前向きな蟹

s286

第0話

「またダメだったかぁ」

 新人賞発表の月刊誌を閉じて蟹は、ため息をついた。物心ついたときからノートに様々な物語や、アイディアを書き付けてきた彼だったが、およそ賞というものには縁が無かった。

「佳作はおろか寸評すら貰えないのはつらいなぁ」

 子供の頃には、友達や親が読者になってくれてアソコが面白かったココが泣けたなどの感想をくれたが、今では誰もいない。書き上げた原稿をコレはと思う文芸誌の公募に送る日々だ。

 手はけっして遅い方ではない。一日で二〇〇字詰め十五枚は書ける。誤字や脱字、てにをはの推敲だってキチンとやっているつもりだ。なのに長編でも短編でも……もっと短いショートショートですら相手にされなかった。

「アイディアが悪いんだろうか? それとも扱う題材か……」

 題材は、日々の新聞から得ることが多い。異世界モノも考えた時期はあるのだけれど蟹は突飛なジャンルは苦手だと思い知っていた。

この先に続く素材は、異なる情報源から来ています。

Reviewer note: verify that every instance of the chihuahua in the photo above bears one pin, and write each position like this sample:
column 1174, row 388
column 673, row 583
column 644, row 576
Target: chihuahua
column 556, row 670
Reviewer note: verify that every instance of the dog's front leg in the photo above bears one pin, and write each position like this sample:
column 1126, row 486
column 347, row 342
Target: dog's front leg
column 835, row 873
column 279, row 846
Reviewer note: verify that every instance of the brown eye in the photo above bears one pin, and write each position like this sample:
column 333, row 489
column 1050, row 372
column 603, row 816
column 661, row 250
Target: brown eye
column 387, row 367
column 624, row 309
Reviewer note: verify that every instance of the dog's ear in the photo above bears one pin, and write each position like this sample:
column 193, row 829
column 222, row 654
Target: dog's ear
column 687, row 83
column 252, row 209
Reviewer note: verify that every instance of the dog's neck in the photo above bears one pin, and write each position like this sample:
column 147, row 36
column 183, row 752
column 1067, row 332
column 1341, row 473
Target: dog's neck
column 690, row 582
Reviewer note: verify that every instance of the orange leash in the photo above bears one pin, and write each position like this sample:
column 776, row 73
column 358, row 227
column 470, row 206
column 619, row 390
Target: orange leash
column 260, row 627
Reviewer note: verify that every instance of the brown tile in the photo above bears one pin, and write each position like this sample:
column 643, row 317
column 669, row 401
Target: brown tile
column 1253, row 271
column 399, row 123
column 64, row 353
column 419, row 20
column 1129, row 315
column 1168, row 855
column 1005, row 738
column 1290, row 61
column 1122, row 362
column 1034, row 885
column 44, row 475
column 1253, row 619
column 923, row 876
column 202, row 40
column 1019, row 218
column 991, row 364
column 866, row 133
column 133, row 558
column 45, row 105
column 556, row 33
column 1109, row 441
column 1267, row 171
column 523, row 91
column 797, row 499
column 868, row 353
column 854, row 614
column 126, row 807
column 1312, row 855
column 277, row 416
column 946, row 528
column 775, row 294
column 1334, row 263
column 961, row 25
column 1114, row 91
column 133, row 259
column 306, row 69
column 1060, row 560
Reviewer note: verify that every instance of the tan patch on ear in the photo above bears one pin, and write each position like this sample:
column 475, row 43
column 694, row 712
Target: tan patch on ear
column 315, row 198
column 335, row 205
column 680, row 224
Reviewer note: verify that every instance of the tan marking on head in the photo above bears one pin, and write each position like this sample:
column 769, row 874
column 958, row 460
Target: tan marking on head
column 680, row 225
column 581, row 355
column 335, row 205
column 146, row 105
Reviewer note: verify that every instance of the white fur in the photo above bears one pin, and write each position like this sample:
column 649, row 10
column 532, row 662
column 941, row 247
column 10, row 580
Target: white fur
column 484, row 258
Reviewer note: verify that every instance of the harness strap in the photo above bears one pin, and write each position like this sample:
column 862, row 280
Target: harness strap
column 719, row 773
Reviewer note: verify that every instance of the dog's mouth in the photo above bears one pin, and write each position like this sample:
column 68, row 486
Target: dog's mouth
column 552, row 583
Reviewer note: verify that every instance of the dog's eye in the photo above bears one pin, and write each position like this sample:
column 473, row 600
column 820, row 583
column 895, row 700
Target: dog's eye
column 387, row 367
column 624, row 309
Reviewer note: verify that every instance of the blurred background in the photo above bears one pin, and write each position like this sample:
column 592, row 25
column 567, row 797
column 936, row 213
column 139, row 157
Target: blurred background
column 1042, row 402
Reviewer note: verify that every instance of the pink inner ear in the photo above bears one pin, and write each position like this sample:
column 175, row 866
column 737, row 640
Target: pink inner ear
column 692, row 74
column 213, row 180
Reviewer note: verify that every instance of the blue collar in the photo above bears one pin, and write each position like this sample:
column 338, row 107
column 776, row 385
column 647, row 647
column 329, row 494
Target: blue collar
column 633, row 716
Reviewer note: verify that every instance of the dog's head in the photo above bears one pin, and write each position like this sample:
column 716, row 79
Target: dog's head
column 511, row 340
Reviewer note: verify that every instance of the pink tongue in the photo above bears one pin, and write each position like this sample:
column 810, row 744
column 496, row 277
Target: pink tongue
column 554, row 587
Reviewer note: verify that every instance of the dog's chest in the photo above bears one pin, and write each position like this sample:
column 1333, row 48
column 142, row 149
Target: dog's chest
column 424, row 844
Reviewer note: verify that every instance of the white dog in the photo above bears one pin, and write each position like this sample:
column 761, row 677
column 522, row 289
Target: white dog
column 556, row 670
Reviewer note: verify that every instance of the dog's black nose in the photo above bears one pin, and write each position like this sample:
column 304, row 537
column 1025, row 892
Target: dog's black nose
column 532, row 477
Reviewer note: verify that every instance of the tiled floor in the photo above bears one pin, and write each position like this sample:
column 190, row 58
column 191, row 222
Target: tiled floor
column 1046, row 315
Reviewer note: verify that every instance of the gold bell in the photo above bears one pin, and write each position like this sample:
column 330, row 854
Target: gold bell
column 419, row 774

 アレコレ考え出すと心が暗くなっていく。蟹は傍らの漢字辞書を手にとって手慰てなぐさみにページをめくった。そして尊敬する大作家先生の言葉を思い出す『もし作家にとって一番大切な本を挙げろと言われたら僕は迷わず辞書を勧めます。作家にとって文字は大切な商売道具なのだから』彼は自著でそう語っていた。

「くよくよしても仕方ない……前向きに頑張るぞ」

 物語を紡ぐ、孤独な作業は、時に心を病めさせる。テニスの壁打ち練習のような作業に筆を手放す者も多いという。しかし彼は、前向きな蟹だった。そして実力は横這いのままであった……。